4. The vanishing White Spray
Football fans are seeing a peculiar sight on the pitch in this tournament when a free kick is being taken. The referee takes out a can and sprays a white substance that resembles shaving foam marking the spot for the free kick and the wall. This move has been criticised by some people who see it as a waste of time, others have backed it as they think it deters that the wall from gaining an unfair advantage.
5. Goals Galore
A total of 37 goals have been scored so far, at an average of 3.3 goals per game. There's still a long way to go, but this bright start raises hopes of the 2014 edition improving on the 2010 average of 2.3 goals per game.
6. No more vuvuzelas
The biggest difference between watching this World Cup and the 2010 tournament on TV has been the lack of the constant buzzing of the dreaded vuvuzelas. If you hate the vuvuzela noise, you have the authorities to thank for banning them from the stadiums.
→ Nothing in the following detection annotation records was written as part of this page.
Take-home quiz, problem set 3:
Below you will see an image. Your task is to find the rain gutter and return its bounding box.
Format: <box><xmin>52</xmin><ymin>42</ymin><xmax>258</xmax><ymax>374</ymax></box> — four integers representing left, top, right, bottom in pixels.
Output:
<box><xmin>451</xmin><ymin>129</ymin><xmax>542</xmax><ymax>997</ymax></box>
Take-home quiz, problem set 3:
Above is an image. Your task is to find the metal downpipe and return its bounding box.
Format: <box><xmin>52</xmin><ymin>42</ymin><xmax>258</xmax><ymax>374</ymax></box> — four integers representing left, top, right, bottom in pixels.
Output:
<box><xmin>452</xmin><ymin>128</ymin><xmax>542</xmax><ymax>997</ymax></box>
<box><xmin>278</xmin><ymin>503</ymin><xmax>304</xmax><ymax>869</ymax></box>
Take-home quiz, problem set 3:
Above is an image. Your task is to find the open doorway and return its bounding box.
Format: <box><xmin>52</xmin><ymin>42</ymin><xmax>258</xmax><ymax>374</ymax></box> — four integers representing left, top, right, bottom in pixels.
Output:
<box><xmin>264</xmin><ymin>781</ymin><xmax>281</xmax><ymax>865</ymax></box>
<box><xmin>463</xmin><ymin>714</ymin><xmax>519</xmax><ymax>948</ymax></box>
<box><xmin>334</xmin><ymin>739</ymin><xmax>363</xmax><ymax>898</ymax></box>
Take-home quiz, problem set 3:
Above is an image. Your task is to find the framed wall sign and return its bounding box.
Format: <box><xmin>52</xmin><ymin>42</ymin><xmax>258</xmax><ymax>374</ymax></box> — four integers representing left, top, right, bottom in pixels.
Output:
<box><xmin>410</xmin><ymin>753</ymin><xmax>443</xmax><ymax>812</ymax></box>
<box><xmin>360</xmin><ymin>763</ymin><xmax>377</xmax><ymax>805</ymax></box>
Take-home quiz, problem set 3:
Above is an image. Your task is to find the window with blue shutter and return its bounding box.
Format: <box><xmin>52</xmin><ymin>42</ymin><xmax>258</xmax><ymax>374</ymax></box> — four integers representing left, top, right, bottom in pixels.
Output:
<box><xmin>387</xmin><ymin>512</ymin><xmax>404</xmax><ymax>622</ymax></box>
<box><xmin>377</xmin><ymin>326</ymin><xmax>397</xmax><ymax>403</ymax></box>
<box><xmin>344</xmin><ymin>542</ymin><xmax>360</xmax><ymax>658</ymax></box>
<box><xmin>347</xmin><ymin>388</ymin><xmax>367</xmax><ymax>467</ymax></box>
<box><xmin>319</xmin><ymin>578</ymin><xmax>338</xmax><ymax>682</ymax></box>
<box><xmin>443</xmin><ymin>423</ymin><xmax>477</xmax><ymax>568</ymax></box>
7. Referees in the spotlight
Referees have been in the spotlight so far and that's not a good thing. Both the Brazil vs Croatia game and the Spain vs Netherlands clash saw questionable penalty kicks being awarded. The referees have also been a bit too quick in booking players for minor offences.
8. Stellar showing by unfancied sides
Brazil, Netherlands, Argentina and other big sides have performed exceptionally as was expected of them but it is heartening to see the performance of the unfancied sides. The biggest surprise of the tournament so far has been Costa Rica's win over powerhouse Uruguay.
9. Injury woes
Two big names have had to spend their time on the sidelines. Luis Suarez (Uruguay) and Gianluigi Buffon (Italy) were unable to play for their teams due to injuries. Fans will be hoping that the Cristiano Ronaldo (Portugal) injury scare is nothing serious and he can turn up against the Germans.
10. The Brazilian crowds
Mass protests against the tournament had threatened to derail the footballing spectacle. Many feared that the Samba flavour might be sucked out by the protests. But Brazil has not disappointed; the colour, the flair and the samba have all been present at the grounds and around the country.
11. The stars have turned it on
The big superstars have come to the party early on in the tournament. Neymar, Robben, van Persie, Pirlo, Benzema and Messi have all had a strong start to the tournament. All eyes will now be on Ronaldo and the star-studded Germans up the ante.